Children’s bookstores seem to be having a resurgence, at least in the Greater Boston area. Two weeks after Wit & Whimsy opened on December 4 in Marblehead, Mass., the Elephant’s Trunk Children’s Bookshop in Lexington, Mass., had a soft opening the week before Christmas to celebrate the arrival of the store’s bookshelves. Owner Danielle Kreger, age 28, is planning a grand opening in early February, when the 1,000-square-foot store is fully up and running, and the latest blizzard to hit New England is more of a memory.

Kreger began her bookselling career at Newtonville Books in Newtonville, Mass., while she was studying children’s literature in the graduate program at Simmons College. After receiving her master’s degree in 2008, she became children’s book buyer at the store. Later she took a job as a librarian at a charter school in Boston. But it didn’t work out as planned.

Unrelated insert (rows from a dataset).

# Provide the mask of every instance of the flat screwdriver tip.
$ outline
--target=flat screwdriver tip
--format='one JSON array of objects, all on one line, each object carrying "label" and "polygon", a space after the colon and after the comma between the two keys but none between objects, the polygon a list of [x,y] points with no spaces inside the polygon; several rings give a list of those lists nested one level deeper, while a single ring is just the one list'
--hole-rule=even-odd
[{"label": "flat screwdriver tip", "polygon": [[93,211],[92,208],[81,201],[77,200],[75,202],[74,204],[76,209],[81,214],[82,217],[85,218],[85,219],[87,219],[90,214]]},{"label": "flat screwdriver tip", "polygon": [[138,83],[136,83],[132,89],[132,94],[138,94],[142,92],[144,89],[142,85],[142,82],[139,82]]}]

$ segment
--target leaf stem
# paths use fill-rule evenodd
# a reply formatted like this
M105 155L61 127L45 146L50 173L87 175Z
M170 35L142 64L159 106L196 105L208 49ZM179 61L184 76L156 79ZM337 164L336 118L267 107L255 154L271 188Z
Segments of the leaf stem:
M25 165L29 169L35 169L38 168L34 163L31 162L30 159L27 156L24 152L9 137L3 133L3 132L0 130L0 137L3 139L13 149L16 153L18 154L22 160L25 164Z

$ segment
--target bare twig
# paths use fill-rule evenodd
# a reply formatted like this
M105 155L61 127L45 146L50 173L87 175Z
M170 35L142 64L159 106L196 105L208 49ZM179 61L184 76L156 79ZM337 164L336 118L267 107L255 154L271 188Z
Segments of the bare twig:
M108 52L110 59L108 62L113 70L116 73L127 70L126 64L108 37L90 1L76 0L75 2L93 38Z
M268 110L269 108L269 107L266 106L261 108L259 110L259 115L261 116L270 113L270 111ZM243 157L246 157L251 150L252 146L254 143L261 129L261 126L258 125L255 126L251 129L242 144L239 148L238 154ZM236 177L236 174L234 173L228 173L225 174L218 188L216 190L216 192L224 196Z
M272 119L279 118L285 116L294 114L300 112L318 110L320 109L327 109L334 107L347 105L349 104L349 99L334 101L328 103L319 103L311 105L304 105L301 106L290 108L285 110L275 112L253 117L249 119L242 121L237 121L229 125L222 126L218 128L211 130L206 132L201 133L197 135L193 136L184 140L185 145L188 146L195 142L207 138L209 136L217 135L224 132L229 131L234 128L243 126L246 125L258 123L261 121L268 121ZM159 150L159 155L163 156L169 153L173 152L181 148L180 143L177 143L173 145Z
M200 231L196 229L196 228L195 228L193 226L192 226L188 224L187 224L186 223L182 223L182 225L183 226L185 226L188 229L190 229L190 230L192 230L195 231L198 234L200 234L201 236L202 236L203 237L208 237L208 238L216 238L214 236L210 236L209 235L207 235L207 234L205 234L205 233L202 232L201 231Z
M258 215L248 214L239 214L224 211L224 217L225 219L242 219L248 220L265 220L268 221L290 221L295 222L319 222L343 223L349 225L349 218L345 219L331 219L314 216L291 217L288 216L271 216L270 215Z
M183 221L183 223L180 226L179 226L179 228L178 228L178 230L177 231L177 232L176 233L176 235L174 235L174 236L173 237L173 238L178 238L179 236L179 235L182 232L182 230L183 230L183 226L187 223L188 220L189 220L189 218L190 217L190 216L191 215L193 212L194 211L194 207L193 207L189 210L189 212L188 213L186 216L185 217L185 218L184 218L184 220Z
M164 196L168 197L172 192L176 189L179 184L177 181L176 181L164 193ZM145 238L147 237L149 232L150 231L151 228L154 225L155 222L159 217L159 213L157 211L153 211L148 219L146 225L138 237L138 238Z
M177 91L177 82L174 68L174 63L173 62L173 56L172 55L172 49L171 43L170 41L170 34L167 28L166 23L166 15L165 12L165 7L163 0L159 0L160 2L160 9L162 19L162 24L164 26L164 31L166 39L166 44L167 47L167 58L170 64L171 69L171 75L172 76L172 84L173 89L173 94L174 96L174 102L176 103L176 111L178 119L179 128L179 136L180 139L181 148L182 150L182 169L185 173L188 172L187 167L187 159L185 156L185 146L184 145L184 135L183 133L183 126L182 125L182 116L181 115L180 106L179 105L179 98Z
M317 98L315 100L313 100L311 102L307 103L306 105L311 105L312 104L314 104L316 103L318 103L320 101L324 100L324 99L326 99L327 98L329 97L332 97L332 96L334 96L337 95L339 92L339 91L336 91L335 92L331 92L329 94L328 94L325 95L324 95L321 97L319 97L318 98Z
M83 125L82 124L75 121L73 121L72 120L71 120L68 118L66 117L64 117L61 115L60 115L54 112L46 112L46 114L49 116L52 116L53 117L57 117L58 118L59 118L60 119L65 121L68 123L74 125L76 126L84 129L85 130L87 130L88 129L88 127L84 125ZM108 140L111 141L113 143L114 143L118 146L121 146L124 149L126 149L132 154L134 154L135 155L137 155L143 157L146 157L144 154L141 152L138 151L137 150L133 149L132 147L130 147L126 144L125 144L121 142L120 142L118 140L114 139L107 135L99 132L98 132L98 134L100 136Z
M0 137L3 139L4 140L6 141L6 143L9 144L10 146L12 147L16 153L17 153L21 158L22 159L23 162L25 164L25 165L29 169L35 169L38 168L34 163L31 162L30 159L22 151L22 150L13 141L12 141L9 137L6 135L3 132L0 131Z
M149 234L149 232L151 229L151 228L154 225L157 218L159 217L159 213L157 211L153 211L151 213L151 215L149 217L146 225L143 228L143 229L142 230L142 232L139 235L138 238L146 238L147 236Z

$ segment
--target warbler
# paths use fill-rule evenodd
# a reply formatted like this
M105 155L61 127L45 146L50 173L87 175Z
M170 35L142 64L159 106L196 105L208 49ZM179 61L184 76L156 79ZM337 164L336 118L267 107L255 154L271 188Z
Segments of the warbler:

“I missed being in a bookstore, and I missed the families,” says Kreger, who got parental backing to start a store of her own. She targeted Lexington, known as the home of American Liberty, because of its schools. The name of the store comes from the many elephants in children’s literature. In fact, a poster of Babar greets customers when they walk in the door. “What could be cooler than an elephant with a trunk full of books?” asks Kreger, who chose an elephant holding a book with its trunk as the store logo.

Although Kreger originally planned to focus solely on children’s books, she has already had enough people stop in and ask about buying book club titles that she added a shelf of adult paperback fiction. She’s prepared to add more adult titles if she continues to get requests. In the first few weeks middle grade books have emerged as the store’s most popular titles. And she says she’s been “really surprised” by the number of picture books she has sold.